Une réserve et 28 sites sans doute cogérés

La suite est très formelle. Fin décembre, la préfecture doit recueillir, comme l’explique Émilie Barromes, des “contributions libres des membres associés ou partenaires jusqu’à la fin décembre. Ensuite, elles seront compilées, envoyée au ministère de l’Écologie en même temps que la proposition de décret. Une fois publié, sans doute à l’automne 2026, au plus tard, il définira le périmètre précis de cette réserve naturelle ; de lancer un appel à manifestation d’intérêts pour désigner un gestionnaire.”

Tout le travail préalable a, certes, été mené par le Parc naturel régional des Pyrénées-Ariégeoises mais “ma position est de se demander si une cogestion ne serait pas intéressante puisque c’est un sujet sensible ; il y a des associations environnementales, la fédération des spéléologues… On ne s’interdit pas y réfléchir pour aboutir à un consensus qui soit le plus large possible.”

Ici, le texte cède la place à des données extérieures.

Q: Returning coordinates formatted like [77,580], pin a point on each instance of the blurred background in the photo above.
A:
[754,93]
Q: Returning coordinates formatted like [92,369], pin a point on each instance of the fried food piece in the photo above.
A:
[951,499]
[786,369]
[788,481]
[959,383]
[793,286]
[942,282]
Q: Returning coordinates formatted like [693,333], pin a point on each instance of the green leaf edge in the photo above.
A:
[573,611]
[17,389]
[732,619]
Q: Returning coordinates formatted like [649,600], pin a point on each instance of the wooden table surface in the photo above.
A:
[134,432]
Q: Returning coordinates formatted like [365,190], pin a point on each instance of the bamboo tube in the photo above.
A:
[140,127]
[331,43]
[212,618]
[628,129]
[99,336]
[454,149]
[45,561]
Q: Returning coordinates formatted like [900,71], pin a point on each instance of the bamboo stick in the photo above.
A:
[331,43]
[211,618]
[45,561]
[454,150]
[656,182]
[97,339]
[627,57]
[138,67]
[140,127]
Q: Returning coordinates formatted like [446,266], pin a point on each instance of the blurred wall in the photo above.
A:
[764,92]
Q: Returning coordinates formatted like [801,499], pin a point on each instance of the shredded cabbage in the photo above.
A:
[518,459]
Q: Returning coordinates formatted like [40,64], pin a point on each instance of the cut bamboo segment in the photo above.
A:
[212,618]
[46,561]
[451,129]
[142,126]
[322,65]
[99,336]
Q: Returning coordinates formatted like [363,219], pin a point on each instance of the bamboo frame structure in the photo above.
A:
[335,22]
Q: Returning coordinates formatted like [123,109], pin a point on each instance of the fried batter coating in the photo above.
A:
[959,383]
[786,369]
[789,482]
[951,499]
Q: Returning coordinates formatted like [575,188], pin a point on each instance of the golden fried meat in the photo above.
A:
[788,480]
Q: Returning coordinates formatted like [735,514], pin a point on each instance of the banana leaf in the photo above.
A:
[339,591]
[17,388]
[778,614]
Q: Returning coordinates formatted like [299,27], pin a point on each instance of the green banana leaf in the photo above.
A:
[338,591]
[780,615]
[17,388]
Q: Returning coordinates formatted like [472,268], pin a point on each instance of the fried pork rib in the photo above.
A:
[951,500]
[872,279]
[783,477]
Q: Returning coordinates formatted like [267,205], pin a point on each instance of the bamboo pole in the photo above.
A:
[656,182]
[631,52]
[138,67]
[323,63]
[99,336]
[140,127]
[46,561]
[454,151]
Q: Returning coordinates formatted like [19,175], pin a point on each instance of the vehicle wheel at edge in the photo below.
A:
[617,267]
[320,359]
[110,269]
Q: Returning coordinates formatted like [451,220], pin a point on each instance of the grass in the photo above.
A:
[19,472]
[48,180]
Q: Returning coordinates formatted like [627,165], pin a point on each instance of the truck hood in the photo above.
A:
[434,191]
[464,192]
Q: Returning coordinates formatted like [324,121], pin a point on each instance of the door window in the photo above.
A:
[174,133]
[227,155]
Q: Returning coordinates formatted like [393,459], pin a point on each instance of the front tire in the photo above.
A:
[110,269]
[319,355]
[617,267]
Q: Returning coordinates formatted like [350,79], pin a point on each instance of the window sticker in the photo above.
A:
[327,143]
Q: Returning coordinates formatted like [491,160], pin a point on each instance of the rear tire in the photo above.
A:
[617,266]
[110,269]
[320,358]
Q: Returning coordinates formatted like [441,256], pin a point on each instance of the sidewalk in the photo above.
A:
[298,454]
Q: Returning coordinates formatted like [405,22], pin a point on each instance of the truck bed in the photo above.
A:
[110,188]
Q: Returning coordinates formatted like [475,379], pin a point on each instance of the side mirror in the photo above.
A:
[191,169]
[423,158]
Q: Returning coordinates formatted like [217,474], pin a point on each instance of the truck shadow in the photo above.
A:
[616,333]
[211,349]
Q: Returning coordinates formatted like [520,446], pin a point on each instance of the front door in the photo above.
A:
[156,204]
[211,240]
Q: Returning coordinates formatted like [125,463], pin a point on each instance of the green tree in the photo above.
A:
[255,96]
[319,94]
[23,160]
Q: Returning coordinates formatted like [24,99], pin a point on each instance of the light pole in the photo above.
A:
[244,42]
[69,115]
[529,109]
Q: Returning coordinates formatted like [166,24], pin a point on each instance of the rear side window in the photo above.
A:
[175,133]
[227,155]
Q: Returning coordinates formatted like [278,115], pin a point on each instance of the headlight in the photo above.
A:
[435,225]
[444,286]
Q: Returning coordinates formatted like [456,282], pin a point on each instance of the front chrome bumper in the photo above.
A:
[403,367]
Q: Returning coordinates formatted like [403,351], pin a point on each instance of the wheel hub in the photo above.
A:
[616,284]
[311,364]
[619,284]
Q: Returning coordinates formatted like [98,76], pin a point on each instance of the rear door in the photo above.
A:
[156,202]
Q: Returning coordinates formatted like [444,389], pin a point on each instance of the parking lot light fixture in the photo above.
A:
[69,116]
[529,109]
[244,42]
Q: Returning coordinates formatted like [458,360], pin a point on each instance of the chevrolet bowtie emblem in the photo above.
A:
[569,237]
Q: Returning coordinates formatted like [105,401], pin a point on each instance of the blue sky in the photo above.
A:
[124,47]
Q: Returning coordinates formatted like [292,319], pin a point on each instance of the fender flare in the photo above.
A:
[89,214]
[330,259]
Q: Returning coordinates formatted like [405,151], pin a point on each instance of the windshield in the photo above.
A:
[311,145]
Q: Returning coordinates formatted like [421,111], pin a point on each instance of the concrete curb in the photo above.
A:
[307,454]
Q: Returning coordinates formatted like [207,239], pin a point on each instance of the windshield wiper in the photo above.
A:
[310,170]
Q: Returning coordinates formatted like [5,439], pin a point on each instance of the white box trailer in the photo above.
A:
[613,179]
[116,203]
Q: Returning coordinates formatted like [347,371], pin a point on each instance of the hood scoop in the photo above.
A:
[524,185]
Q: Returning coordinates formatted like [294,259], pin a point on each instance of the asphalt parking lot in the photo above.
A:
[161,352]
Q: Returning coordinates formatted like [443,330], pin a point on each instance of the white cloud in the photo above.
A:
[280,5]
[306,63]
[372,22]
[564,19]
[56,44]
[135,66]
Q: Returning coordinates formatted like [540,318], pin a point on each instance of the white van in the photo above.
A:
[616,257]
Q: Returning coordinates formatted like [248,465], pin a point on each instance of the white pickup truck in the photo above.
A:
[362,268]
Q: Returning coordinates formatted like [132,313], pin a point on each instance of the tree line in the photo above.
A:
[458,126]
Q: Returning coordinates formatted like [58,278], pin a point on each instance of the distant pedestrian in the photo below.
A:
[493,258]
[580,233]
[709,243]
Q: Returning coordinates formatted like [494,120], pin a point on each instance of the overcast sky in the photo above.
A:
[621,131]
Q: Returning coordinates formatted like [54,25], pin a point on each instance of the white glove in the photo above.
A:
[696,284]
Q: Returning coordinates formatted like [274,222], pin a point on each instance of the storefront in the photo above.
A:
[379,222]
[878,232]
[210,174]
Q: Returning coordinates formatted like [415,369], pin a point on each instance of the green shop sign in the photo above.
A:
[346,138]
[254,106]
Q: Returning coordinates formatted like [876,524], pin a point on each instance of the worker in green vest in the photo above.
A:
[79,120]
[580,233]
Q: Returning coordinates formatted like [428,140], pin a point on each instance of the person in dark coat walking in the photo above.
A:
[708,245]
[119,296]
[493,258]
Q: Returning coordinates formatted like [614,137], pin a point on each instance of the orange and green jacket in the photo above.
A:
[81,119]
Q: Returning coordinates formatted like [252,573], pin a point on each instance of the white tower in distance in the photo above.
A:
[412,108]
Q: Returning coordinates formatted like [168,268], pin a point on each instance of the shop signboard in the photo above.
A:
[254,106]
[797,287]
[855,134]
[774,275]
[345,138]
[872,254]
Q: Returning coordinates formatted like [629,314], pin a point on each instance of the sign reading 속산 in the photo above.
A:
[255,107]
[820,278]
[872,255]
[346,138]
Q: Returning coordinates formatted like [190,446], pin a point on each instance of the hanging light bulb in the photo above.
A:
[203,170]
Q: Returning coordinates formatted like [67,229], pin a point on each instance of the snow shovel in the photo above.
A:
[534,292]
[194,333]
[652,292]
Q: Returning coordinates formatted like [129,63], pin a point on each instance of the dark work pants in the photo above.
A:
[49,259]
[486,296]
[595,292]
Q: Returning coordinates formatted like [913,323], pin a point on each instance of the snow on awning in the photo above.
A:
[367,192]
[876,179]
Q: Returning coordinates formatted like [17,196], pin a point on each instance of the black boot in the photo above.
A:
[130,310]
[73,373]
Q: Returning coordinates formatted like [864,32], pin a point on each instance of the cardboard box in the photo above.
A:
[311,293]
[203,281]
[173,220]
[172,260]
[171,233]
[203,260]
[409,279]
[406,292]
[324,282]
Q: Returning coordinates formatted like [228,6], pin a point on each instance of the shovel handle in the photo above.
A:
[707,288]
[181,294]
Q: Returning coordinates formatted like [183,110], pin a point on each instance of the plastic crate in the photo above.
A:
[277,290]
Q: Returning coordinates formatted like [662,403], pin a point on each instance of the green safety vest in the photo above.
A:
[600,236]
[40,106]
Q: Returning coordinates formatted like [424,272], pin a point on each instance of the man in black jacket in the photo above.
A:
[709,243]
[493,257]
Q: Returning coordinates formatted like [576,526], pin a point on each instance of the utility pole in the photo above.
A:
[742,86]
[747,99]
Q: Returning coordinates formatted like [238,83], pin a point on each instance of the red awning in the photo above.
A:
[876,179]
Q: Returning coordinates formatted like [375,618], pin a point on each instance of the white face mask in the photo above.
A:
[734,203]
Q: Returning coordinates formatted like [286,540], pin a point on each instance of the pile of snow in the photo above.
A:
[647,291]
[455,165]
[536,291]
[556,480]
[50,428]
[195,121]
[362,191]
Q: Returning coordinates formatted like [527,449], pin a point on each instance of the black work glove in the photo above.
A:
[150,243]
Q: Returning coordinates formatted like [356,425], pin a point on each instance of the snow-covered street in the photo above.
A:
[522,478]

Les activités touristiques seront maintenues mais encadrées. Lorsqu’une activité s’ajoutera dans un site, elle devra fait l’objet d’une autorisation pour réguler une forme de sur-fréquentation”

Grotte du Mas d’Azil Photo PNRPA

Car ce sera, davantage qu’aujourd’hui, une attraction touristique unique ! La sous-préfète, Émilie Barromes, va justement plus loin. “Les activités touristiques seront maintenues mais encadrées. Lorsqu’une activité s’ajoutera dans un site, elle devra fait l’objet d’une autorisation ; ce qui permettra de réguler une forme de sur-fréquentation ou une utilisation non conforme de lieux. Demain, si les gens n’ont plus envie d’aller sur les plages, sont fatigués de la montagne et décident d’essayer ce tourisme souterrain, et si des tours opérateurs venaient à se présenter pour proposer des mini-séjour de deux ou trois jours dans une grotte, nous n’aurions aucun moyen de le réguler. Avec ce plan de gestion, on en aura les moyens. Les activités devront faire l’objet par le prestataire d’une autorisation. Et quand certains opposants disent : “On va mettre ce réseau sous cloche ces ressources”, c’est faux. Ce plan de gestion c’est de faire en sorte qu’il y ait une utilisation raisonnée. Il y a eu beaucoup de craintes autour du thème : “On va nous empêcher de… » Ce qui importe, c’est préserver le présent et réguler l’avenir.”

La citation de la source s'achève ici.